Aim: To describe the presenting features and molecular genetics of primary hyperparathyroidism (PHPT) in the paediatric population.

Methods: Retrospective study of 63 children diagnosed with primary PHPT from 1998 to 2018.

Results: Compared to older children, infants were often asymptomatic (54 vs. 15%, p = 0.002) with a milder form of PHPT. When symptomatic, children and adolescents mostly presented with non-specific complaints such as asthenia, depression, weight loss, vomiting or abdominal pain. A genetic cause of PHPT was identified in about half of this cohort (52%). The infancy period was almost exclusively associated with mutation in genes involved in the calcium-sensing receptor (CaSR) signalling pathway (i.e. CaSR and AP2S1 genes, ‘CaSR group’; 94% of mutated infants) whereas childhood and adolescence were associated with mutation in genes involved in parathyroid cell proliferation (i.e. MEN1, CDC73, CDKN1B and RET genes, ‘cell proliferation group’; 69% of mutated children and adolescents).
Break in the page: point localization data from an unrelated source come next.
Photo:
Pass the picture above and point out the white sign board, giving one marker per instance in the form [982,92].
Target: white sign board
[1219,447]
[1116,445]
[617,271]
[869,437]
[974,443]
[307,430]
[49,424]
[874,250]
Although serum calcium levels did not differ between the 2 groups (p = 0.785), serum PTH levels and the urinary calcium/creatinine ratio were significantly higher in ‘cell proliferation group’ patients compared to those in the ‘CaSR group’ (p = 0.001 and 0.028, respectively).

Conclusion: Although far less common than in adults, PHPT can develop in children and is associated with significant morbidity. Consequently, this diagnosis should be considered in children with non-specific complaints and lead to monitoring of mineral homeostasis parameters. A genetic cause of PHPT can be identified in about half of these patients.